Enterprise JavaBeans 3.1, 6th Edition

by Andrew Lee Rubinger, Bill Burke
September 2010
Intermediate to advanced
766 pages
18h 35m
English
O'Reilly Media, Inc.
Content preview from Enterprise JavaBeans 3.1, 6th Edition

Chapter 15. Security

Most enterprise applications are designed to serve a large number of clients, and users are not necessarily equal in terms of their access rights. An administrator might require hooks into the configuration of the system, whereas unknown guests may be allowed a read-only view of data.

It’s bad practice, however, to hardcode users’ access directly into your application’s logic. We shouldn’t have to rebuild an EJB each time a new employee comes into the company or an existing one is promoted to a new position with greater privileges.

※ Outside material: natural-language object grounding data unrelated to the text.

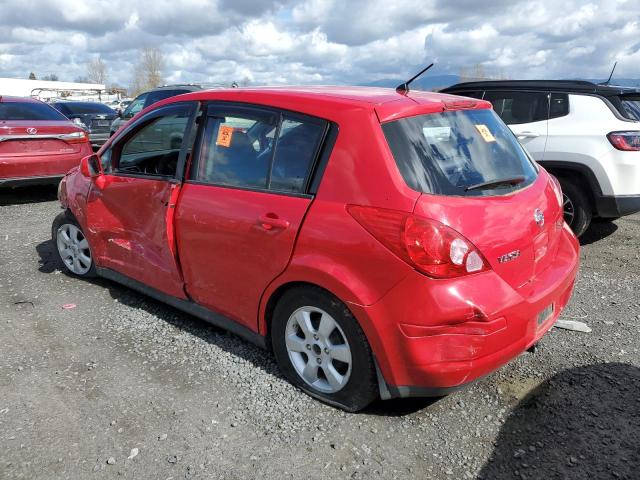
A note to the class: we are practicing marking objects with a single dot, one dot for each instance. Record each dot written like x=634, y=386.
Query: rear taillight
x=427, y=245
x=557, y=189
x=75, y=137
x=628, y=141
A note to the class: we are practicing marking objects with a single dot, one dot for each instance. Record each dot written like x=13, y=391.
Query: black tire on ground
x=62, y=219
x=361, y=388
x=577, y=206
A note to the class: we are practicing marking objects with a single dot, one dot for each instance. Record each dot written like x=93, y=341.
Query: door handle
x=527, y=134
x=269, y=221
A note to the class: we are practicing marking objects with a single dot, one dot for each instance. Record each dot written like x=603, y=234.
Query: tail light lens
x=75, y=137
x=628, y=141
x=427, y=245
x=557, y=189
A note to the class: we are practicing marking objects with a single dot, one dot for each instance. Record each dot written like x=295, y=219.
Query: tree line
x=147, y=73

If we group users into categories with defined roles, we can then allow or restrict access to the role itself, as illustrated in Figure 15-1.

EJB security permitting access based upon the caller’s role

Figure 15-1. EJB security permitting access based upon the caller’s role

This technique is called role-based security. As we’ve seen before, embedding such rules within business logic tangles up concerns, so we’re best off enforcing these constraints at another level.

The Java EE and EJB specifications provide a core set of security services that application developers can integrate declaratively and programmatically. These include:

Authentication

This is the process of validating the identity of a user who is trying to access a secured system. When authenticating, the application server verifies that the user actually exists in the system and has provided the correct credentials, such as a password. ...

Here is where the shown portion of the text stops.